|Subject: MISNA: East Timor: Eyewitness
account of rampant violence
East Timor: Eyewitness account of rampant violence
The airport closing came amid violent clashes on Tuesday night among youth gangs armed with guns, bows and arrows and rocks along the main road to the airport, where a person was shot dead 
Wednesday, October 25, 2006
“Since April there has been no security for the population of Dili”, said Thomas Alvez, coadjutor and director of the Salesian Technical school in Dili, commenting on the closing of the airport of the capital after violent clashes between rival groups of youths over the past days that left at least two dead.
According to the international press, the closing came amid violent clashes on Tuesday night among youth gangs armed with guns, bows and arrows and rocks along the main road to the airport, where a person was shot dead, and this morning near the main air hub, where a resident was killed and twelve homes were torched.
“The fighting already began on Sunday morning and intensified until authorities yesterday decided to cancel all flights, at least until tomorrow because there are no security guarantees”, added Fr. Alvez from the Salesian Don Bosco center in Dili, situated near the airport.
“We cant leave our building.
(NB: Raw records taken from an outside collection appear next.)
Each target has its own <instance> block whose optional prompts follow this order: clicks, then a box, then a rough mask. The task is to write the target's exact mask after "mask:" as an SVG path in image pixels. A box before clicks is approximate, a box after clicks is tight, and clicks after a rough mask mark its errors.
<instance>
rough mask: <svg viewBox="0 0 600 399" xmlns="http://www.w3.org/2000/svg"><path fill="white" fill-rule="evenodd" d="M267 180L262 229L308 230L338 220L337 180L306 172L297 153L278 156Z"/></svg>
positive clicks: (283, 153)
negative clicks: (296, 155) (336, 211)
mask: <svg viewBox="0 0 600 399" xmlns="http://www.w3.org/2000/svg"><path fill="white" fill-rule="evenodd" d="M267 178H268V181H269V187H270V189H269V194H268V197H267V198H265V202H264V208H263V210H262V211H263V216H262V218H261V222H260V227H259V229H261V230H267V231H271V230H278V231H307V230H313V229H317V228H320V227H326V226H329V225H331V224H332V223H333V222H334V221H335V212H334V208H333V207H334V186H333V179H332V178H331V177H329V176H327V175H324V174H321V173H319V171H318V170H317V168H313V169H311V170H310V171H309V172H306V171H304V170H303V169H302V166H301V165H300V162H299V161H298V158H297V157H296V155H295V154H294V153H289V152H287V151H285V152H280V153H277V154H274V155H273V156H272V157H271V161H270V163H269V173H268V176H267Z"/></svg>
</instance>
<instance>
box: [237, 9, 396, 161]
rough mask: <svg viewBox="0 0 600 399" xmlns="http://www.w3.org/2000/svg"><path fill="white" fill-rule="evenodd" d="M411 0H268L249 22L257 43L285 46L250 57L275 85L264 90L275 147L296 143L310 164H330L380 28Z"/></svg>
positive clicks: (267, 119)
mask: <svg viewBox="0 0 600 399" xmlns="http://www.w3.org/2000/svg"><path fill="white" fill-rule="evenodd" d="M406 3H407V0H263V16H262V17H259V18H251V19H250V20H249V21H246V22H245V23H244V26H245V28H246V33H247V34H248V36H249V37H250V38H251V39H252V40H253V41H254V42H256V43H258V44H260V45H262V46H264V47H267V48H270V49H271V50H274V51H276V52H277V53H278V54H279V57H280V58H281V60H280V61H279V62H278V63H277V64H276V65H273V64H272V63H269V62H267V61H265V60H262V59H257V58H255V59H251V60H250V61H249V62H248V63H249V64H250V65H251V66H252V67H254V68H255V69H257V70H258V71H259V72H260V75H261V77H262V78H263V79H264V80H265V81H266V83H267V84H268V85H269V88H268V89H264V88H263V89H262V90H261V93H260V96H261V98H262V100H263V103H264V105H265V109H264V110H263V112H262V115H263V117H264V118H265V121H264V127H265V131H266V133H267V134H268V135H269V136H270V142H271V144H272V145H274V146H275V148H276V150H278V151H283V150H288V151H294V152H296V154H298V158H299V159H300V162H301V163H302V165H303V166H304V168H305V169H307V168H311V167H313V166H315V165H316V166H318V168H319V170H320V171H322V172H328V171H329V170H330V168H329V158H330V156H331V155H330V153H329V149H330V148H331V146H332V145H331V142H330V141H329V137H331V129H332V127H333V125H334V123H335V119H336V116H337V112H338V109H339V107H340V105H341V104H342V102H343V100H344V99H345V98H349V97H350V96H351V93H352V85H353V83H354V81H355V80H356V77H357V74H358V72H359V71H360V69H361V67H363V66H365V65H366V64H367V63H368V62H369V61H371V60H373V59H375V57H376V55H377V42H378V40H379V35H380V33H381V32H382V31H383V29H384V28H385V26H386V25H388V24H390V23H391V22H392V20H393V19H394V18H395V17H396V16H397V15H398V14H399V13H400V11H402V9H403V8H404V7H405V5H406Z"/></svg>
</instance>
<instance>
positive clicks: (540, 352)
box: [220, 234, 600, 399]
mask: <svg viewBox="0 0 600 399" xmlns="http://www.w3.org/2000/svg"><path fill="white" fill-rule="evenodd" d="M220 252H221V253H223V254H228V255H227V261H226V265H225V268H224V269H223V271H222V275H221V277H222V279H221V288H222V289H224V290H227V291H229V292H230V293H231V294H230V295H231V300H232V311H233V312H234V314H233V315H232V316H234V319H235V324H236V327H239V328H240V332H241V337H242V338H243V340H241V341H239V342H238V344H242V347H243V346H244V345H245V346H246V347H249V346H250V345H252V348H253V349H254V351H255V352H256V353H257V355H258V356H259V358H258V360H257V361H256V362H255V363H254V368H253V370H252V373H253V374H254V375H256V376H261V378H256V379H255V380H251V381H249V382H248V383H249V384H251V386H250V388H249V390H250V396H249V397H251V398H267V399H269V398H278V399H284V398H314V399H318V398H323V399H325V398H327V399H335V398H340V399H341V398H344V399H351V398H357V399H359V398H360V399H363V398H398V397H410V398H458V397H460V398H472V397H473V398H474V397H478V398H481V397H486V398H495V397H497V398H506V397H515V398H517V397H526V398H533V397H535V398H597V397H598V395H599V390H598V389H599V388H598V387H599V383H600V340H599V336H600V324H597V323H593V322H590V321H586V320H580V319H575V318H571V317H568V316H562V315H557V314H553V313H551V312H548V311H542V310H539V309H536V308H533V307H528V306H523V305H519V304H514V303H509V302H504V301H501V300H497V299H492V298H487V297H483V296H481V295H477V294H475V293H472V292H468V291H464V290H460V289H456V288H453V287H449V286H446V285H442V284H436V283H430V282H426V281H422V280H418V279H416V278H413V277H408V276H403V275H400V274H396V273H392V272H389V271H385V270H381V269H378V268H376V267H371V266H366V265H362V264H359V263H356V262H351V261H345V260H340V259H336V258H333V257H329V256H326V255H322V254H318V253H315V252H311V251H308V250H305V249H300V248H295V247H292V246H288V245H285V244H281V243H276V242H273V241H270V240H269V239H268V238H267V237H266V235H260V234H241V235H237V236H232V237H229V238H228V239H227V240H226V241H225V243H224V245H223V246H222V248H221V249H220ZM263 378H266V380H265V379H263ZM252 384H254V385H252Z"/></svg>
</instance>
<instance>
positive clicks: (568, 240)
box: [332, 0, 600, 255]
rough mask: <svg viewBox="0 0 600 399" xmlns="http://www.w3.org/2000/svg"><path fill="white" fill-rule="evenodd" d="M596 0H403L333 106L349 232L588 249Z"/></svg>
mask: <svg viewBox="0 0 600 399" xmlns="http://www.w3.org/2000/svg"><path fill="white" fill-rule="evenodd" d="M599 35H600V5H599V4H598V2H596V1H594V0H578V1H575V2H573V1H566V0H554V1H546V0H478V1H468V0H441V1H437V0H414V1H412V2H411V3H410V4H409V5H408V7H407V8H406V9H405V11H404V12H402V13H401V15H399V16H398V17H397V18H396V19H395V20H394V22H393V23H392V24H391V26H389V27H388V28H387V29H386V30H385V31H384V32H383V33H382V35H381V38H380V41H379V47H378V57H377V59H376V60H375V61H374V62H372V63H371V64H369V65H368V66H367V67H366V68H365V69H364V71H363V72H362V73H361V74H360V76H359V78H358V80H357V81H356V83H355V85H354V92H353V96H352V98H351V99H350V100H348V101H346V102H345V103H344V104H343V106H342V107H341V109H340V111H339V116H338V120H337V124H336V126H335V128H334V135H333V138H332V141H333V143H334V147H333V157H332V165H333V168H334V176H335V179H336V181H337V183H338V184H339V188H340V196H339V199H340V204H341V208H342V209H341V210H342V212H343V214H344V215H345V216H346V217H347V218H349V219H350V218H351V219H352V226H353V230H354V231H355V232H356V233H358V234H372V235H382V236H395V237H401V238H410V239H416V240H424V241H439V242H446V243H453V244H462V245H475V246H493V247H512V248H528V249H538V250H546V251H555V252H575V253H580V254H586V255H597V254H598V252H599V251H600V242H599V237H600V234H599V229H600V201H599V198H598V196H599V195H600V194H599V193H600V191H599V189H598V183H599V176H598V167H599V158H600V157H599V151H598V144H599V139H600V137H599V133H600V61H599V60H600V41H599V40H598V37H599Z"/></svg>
From here we can see rocks and broken glass on the street”, he added.
The clashes between the rival youth gangs, which in May had taken advantage of the unrest between soldiers to loot and torch stores, homes and government buildings, continue despite the presence of a 1,600-strong Australian-led multinational peace contingent.
“The government does not take care of the population and the around 100,000 displaced, and the international force has failed to contain the violence”, explained the missionary, specifying that “at times calm returns and we manage to resume our normal lives for two or three days, but then the fighting immediately restarts on the streets”.
Security has been fragile in the nation only independent since 2002 since the end of April when the former Prime Minister Mari Alkatiri removed some 600 army soldiers, almost half of the total force, originally from the west of the nation that had not shown up for service in protest against alleged discrimination by army commanders from the east.
The clashes that broke out between regular soldiers and the deserters unleashed unrest between rival groups of youths, looting and arson.
“It is unclear who is behind the violence. Many schools were destroyed and numerous youths no longer attend. Someone is undoubtedly paying them to foment the violence between the west and east. The tension between the two geographical areas never eased”, concluded Alvez.
Missionary International Service News Agency (http://www.misna.org/ita/default.htm MISNA)
East Timor reopens airport after clashes
October 26, 2006 - 9:55AM
East Timor's main airport in the capital Dili has reopened, two days after it was closed following deadly clashes between groups of youths armed with guns, rocks, and bows and arrows.
The closure of the main air hub highlights the fragile security situation in the fledging nation, despite the presence of an Australian-led peacekeeping force.
"We have reopened the airport today and many of our employees have come to work. A police post will be opened at the airport," said Romaldo da Silva, director of the East Timor civilian aviation authority.
He said the clashes had caused minor damage to the airport.
The gang fights began at the weekend.
Since Tuesday at least two people have died - one that day on a main road leading to the airport, another early on Wednesday in another clash.
Other reports say the death toll from five days of gang warfare is as high as six, with more than 50 injured.
Australia's Foreign Minister Alexander Downer put the death toll at four.
The clashes broke out despite the presence of Australian troops, who led a force of foreign peacekeepers to East Timor in late May to quell fighting that pitted rival factions in the young country's security force.
Mr Downer said Australian security forces in East Timor were investigating the violence.
"One of the possibilities is that this is linked to the United Nations report that has just been published drawing attention to prosecutions that could take place in East Timor," he said.
A UN report issued earlier this month called for prosecutions and further investigations against high-ranking Timor officials over the arming of civilians during a wave of violence in the tiny nation in May.